Search code examples
pythontensorflowpre-trained-model

Transfer learning/ retraining with TensorFlow Estimators


I have been unable to figure out how to use transfer learning/last layer retraining with the new TF Estimator API.

The Estimator requires a model_fn which contains the architecture of the network, and training and eval ops, as defined in the documentation. An example of a model_fn using a CNN architecture is here.

If I want to retrain the last layer of, for example, the inception architecture, I'm not sure whether I will need to specify the whole model in this model_fn, then load the pre-trained weights, or whether there is a way to use the saved graph as is done in the 'traditional' approach (example here).

This has been brought up as an issue, but is still open and the answers are unclear to me.


Solution

  • It is possible to load the metagraph during model definition and use SessionRunHook to load the weights from a ckpt file.
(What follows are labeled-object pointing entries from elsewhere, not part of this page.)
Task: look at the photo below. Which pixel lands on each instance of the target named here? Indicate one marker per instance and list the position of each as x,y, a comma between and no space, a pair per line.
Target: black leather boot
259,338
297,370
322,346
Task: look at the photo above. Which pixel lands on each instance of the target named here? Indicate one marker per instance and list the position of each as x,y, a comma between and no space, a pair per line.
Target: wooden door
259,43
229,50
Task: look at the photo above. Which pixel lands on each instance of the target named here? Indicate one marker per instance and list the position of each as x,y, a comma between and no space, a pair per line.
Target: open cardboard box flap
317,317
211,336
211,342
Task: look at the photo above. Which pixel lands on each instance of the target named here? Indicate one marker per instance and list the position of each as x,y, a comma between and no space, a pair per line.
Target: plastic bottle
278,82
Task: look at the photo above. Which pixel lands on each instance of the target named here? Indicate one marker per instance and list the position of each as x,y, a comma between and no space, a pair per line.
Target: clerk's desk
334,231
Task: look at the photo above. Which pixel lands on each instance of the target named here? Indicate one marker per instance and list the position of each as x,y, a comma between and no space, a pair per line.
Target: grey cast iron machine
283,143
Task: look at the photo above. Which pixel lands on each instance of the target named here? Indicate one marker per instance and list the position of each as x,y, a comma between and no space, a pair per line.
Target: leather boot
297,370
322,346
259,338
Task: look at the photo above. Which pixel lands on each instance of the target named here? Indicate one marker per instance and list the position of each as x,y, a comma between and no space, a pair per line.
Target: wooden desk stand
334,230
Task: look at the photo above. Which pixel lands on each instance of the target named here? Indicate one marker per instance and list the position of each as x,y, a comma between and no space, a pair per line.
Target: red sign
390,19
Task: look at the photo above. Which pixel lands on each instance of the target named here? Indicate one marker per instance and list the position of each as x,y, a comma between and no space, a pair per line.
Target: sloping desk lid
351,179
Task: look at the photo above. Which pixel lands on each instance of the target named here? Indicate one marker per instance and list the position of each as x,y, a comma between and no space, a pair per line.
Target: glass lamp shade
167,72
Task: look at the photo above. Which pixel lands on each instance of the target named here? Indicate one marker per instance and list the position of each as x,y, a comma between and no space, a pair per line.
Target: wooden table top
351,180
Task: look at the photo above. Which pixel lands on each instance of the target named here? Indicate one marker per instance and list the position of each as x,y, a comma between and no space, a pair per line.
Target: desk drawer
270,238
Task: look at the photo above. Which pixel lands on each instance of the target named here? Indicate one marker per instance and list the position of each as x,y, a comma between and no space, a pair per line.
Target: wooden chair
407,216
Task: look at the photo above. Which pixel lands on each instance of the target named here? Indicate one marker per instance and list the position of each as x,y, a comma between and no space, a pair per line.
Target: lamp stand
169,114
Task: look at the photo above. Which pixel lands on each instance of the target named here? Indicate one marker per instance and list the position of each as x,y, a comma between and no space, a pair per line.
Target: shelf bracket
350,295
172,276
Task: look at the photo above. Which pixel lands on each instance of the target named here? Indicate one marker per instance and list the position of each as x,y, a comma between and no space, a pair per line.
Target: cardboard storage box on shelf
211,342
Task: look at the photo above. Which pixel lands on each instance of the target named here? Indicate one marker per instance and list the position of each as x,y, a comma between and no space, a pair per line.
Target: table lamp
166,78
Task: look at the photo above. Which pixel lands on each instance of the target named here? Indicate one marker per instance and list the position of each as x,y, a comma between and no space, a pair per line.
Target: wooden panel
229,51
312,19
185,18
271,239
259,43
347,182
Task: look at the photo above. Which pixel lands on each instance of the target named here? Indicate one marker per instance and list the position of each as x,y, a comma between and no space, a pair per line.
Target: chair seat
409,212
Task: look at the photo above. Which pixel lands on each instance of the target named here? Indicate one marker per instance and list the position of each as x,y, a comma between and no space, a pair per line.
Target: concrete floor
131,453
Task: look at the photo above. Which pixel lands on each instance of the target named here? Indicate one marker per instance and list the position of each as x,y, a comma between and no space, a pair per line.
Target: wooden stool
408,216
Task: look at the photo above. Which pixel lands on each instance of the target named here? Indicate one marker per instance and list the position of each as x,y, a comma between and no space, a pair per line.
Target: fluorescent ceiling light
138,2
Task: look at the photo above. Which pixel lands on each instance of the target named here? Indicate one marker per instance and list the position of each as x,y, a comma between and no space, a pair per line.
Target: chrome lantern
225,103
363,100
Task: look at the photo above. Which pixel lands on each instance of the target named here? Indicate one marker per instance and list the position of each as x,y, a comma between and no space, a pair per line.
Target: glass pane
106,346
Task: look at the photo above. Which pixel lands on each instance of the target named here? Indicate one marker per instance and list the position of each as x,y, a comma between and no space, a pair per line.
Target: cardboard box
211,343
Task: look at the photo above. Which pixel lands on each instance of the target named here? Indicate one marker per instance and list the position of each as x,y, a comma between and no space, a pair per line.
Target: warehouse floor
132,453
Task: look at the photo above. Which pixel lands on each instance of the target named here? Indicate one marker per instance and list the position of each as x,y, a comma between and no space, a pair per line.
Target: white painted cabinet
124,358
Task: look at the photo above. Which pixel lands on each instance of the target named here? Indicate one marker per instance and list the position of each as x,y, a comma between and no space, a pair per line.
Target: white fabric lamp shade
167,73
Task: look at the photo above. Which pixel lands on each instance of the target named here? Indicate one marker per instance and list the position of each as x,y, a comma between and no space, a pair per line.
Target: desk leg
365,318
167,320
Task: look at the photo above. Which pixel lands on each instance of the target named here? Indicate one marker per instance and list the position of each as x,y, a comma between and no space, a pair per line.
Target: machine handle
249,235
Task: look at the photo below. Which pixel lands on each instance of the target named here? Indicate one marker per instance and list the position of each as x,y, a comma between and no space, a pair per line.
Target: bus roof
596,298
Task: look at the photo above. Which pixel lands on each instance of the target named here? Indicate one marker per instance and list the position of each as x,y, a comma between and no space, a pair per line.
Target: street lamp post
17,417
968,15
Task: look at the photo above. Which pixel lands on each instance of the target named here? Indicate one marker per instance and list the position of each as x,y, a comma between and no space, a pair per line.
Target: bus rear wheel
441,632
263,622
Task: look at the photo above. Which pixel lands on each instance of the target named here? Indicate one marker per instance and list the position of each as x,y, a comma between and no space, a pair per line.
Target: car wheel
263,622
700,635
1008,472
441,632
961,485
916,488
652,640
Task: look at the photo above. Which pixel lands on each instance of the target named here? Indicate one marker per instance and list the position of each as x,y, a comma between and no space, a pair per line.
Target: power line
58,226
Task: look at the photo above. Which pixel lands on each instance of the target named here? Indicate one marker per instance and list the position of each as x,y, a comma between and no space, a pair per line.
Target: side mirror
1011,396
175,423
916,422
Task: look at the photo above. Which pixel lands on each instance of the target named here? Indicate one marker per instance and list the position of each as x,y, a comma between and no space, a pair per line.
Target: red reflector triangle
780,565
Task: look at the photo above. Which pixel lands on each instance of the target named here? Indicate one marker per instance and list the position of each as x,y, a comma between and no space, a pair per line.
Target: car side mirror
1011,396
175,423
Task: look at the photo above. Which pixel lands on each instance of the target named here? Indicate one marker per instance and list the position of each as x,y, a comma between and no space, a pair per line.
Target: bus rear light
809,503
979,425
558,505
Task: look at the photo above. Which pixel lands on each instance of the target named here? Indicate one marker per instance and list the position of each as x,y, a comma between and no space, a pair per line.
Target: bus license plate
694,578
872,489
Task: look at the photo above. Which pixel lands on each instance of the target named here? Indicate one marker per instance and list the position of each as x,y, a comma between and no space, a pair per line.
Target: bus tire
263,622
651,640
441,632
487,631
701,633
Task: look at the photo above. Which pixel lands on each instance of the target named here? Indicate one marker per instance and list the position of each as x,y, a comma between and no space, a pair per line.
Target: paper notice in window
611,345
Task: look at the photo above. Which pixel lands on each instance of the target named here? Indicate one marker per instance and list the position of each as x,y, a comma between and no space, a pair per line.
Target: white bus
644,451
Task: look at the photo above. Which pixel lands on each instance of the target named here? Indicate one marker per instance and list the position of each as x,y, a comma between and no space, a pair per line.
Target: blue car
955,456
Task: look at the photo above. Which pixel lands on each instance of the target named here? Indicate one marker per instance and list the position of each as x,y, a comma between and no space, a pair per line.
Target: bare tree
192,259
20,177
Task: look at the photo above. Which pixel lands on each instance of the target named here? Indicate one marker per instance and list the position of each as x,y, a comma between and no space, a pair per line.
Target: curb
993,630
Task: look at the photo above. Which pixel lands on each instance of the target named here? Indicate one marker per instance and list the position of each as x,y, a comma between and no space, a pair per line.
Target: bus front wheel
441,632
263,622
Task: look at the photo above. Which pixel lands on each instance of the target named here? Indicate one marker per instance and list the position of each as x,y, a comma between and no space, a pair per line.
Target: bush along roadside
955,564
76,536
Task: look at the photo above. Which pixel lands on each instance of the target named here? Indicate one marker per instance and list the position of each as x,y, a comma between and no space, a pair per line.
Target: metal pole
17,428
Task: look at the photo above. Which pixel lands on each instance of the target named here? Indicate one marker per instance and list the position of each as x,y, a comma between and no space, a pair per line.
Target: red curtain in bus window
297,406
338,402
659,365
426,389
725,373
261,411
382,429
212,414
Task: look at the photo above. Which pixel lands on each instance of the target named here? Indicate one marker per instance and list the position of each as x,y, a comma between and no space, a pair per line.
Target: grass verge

    def model(features, labels, mode, params):
        # Create the graph here
    
        return tf.estimator.EstimatorSpec(mode, 
                predictions,
                loss,
                train_op,
                training_hooks=[RestoreHook()])
    

    The SessionRunHook can be:

    class RestoreHook(tf.train.SessionRunHook):
    
        def after_create_session(self, session, coord=None):
            if session.run(tf.train.get_or_create_global_step()) == 0:
                # load weights here
    

    This way, the weights are loaded in first step and saved during training in model checkpoints.